Aynı yıl, benim doğum günüm; ailem, bir, iki arkadaşım gelecekler; hazırlığımı yaptım, konuklarımı bekliyorum. İlk önce teyzem geldi, odasına gidip uyandı mı diye bakmak üzere içeri girer girmez çığlığı bastı, bir yandan da “Aman oğlum sakın bana sarılma” diye naralar atıyor. Bir gittim ki Kaan yine altını çıkarmış ama bu sefer işi ilerletip kakasını parmakları arasında sıkmış, üstünde yürümüş; her tarafı ve bütün yatak kaka içinde. Acele kendi üstünü değiştirirsin, alırsın veledi, sokarsın banyoya baştan aşağı yıkarsın. Artık yatağının temizliğini de yardımcım yapsın!
Oturağını salonun ortasına taşıtır, kakasını yaptıktan sonra alelacele fırlar koltuklardan birine oturur, Cengiz’in ağzından bana seslenir, “Çiğdemcim koltua otuğuyo”. Nasıl yetişip temizliğini yaptığımı anlatamam.
Manava gittik, ben onu bunu seçerken kaşla göz arasında bir karpuzu güçlükle kucaklayıp, “anne bop bu” diyerek yere attı, top demek istiyor; karpuz patladı. Satın almak istedim, eski müşterisi olduğum için manav kabul etmedi.
On üç, on dört aylık pusetle Ankara’nın Kuğulu Parkına götürdüm. Dönüşte Tuna Hilmi Caddesi üzerinden evimize yönelmişken birden gülme tuttu; öyle gülüyor ki neredeyse katılacak. Neye güldüğünü soruyorum, daha konuşmağa başlamadığı için yanıtlayamıyor, ayrıca mimiklerle falan da herhangi bir açıklama telâşında değil. Eve geldik tam pusetinden çıkaracağım eliyle ayağını gösterdi; tek pabucu düşmüş, meğer ona gülüyormuş. Acele Tunalı Hilmi’ye geri döndüm; kaldırımda baka baka ilerlerken ilk gülmeye başladığı yerde pabucunu buldum.

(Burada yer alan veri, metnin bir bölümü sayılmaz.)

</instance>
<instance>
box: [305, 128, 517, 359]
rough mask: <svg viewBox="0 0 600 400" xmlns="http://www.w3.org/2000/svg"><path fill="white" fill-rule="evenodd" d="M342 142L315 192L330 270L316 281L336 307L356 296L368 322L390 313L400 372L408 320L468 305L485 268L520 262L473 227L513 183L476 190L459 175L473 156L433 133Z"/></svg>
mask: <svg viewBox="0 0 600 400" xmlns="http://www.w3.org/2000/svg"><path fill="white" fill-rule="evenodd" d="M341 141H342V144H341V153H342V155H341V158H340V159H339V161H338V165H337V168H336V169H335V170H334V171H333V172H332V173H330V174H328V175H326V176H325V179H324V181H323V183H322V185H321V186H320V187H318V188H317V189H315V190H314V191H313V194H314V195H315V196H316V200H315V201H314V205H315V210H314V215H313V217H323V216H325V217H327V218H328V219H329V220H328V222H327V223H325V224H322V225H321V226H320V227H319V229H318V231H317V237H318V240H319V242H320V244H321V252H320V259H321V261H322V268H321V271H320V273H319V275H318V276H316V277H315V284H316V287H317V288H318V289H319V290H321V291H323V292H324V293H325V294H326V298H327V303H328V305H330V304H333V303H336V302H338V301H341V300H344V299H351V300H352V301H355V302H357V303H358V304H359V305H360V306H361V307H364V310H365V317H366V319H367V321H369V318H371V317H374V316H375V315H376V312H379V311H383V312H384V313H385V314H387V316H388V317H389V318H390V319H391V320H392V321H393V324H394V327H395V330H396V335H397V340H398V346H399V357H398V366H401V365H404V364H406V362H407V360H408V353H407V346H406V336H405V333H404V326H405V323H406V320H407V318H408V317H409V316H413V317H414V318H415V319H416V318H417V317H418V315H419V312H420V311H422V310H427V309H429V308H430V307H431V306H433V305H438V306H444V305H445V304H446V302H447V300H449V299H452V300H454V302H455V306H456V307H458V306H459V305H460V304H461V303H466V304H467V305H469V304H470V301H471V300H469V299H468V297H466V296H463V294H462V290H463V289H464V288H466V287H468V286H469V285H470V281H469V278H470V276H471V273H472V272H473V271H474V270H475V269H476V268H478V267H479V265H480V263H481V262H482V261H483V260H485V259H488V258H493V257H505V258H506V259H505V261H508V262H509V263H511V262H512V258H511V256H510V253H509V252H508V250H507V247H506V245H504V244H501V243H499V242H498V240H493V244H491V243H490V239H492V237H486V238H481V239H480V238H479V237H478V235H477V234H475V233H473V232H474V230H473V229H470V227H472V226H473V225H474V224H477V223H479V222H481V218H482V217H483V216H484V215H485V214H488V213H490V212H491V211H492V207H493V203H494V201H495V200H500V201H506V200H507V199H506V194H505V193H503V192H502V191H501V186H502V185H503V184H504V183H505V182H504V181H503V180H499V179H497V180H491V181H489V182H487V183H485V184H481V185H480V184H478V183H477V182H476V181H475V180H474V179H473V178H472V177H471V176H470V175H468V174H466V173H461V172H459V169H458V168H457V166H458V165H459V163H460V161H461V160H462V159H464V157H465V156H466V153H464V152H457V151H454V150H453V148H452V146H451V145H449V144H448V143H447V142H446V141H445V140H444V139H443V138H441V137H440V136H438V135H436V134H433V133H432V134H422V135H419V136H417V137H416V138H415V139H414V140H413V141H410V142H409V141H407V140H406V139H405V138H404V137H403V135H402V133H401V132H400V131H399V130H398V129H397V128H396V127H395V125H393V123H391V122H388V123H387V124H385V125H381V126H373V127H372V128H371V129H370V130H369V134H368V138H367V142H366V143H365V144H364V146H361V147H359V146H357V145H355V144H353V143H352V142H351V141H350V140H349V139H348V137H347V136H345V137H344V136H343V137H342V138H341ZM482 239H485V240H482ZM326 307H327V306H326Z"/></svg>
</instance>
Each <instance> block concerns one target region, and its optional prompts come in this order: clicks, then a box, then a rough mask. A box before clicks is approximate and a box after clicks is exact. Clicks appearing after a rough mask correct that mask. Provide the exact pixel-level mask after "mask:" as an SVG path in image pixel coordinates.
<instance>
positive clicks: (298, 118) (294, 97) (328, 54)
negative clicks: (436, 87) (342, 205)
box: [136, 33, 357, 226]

Beş, altı yaşlarında, berbere gittik, sıramı bekliyoruz. Birden kapıdan ayağında küçücük topuklu pabuçlar, elinde minyatür bir çanta, gayet şık, bakımlı bir hanım geldi. Kendisi de minyatür, çünkü cüce. Oğlum yerinden fırladı, akranı zannetmiş; kadının boynuna atladı, “İşte geldiii, arkadaşım geldiii” diye sarılmaya çalışıyor.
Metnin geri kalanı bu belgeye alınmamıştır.